Mr Mungai says when he delivered the pair of shoes to Ms Wothaya's family, he was advised to go back to his parents and follow the necessary procedures of presenting the gift through elders.

"That is how elders from my side commenced official engagements and within a month, Ms Wothaya was released to live with me as my wife," he recalls with a broad smile.

Schooled up to Class Six, Mungai trained as an orthopaedic before he moved into civil service working as administration clerk.

Ms Wothaya says she only managed to go up to class two "and my father ordered me to drop out saying that was too much education for a girl".

She says "In our days men ignorantly believed that educating girls was useless since their core purpose in families was to get married, cook, bear children and populate the clans".

The young couple commenced the task of building their lives with Mr Mungai working away in major towns and retreating home on Fridays and spending the weekend with his family.

Committed

"Right from the onset I was focused on making my marriage work. I had a lovable wife with strong Christian values. She loved working hard and had brilliant suggestions about how to manage our resources," Mr Mungai says.

Ms Wothaya says her husband had great vision about his family "where he would say priority was attaining basic needs and invest for the future".

That is how they managed to buy tracts of land even when they financed their children's education and by the time he retired, the family had invested in real estate, stocks and in coffee farming.
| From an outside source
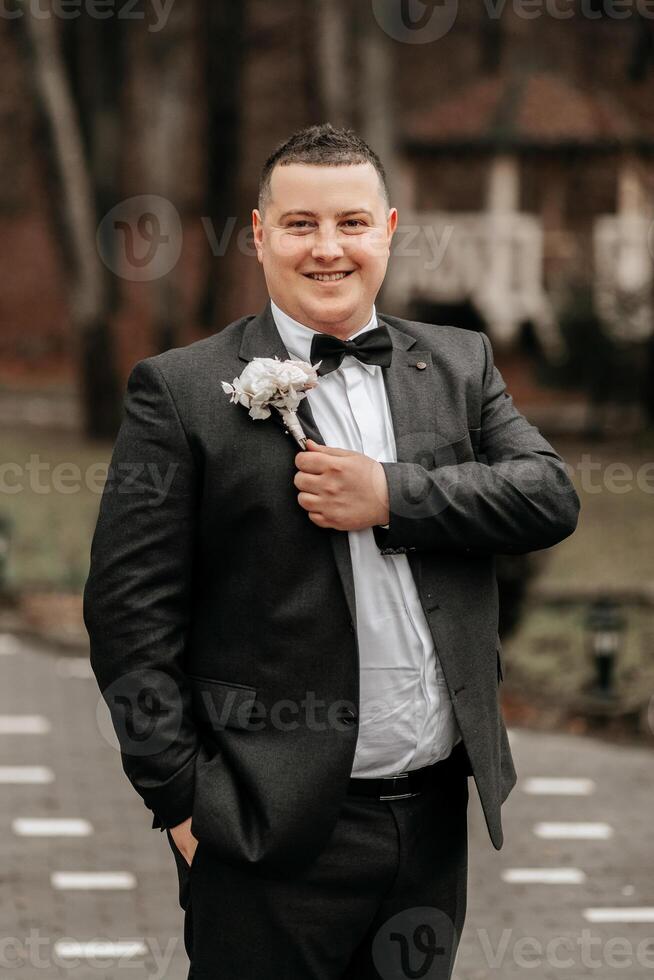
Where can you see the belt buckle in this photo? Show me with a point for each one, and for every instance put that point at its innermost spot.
(397, 796)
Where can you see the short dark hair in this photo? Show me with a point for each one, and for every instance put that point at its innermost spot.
(321, 146)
Ms Wothaya says "What I was fearing was that the alcohol my husband was fond of taking would end up capturing his focus in life but interestingly he all along maintained moderation and would be very romantic when tipsy".

Mr Mungai says his best moments in his current life is when his family gathers home.

"What a feeling when I see my five surviving children aged between 74 and 57 gathered around us...my 24 grandchildren, 18 great-grandchildren and five great-great grandchildren...what else can we desire?" he muses.

Drama

Mr Mungai says their marriage was not without some drama.

"We had our issues, yes...all those things you hear in other families...Ours was a race like any other. Physical fights no, verbal fights yes," he says.

Ms Wothaya interjects saying "I was good and obedient, at all times acknowledging my husband as the undisputed head of the family".

Mr Mungai says alcoholism in marriage need moderation and at all times avoiding excessive indulgence, knowing too well there is no trophy in being intoxicated.

He says he knew the dangers of violence in families "and that is why we developed our own rules, we made a vow to become faithful to our love and marriage and make it stand the test of time".

He says that "I can swear that never did I cheat on my marriage”, his wife saying "it is not even a thought that ever crossed my mind for me to cheat".

Mr Mungai counsels that one gets married because of a need; "stick to that need...There are those issues that will arise, trying to prompt you to be adventurous with alternative loves...Be honest and faithful in both deeds and words, avoid lust...commitment is key".

Long life trick

About the secret to living this long, Mr Mungai says he has never taken doctors seriously when they start censoring people on eating habits.

"I have never taken interest, what is placed before me is what I take. I eat meat, I take cookies and I take sugar. We both take sugar, we are like bees. It is for you to choose who to believe: I, who is 96 years old, or that doctor," he said.

Ms Wothaya’s message is simple: "Work hard when you have the opportunity, don't entirely be a consumer, save for your old age since poverty kills more than diseases do".

Mr Mungai compliments his wife’s thought thus: "Be very much afraid of the future. Secure it when you are young".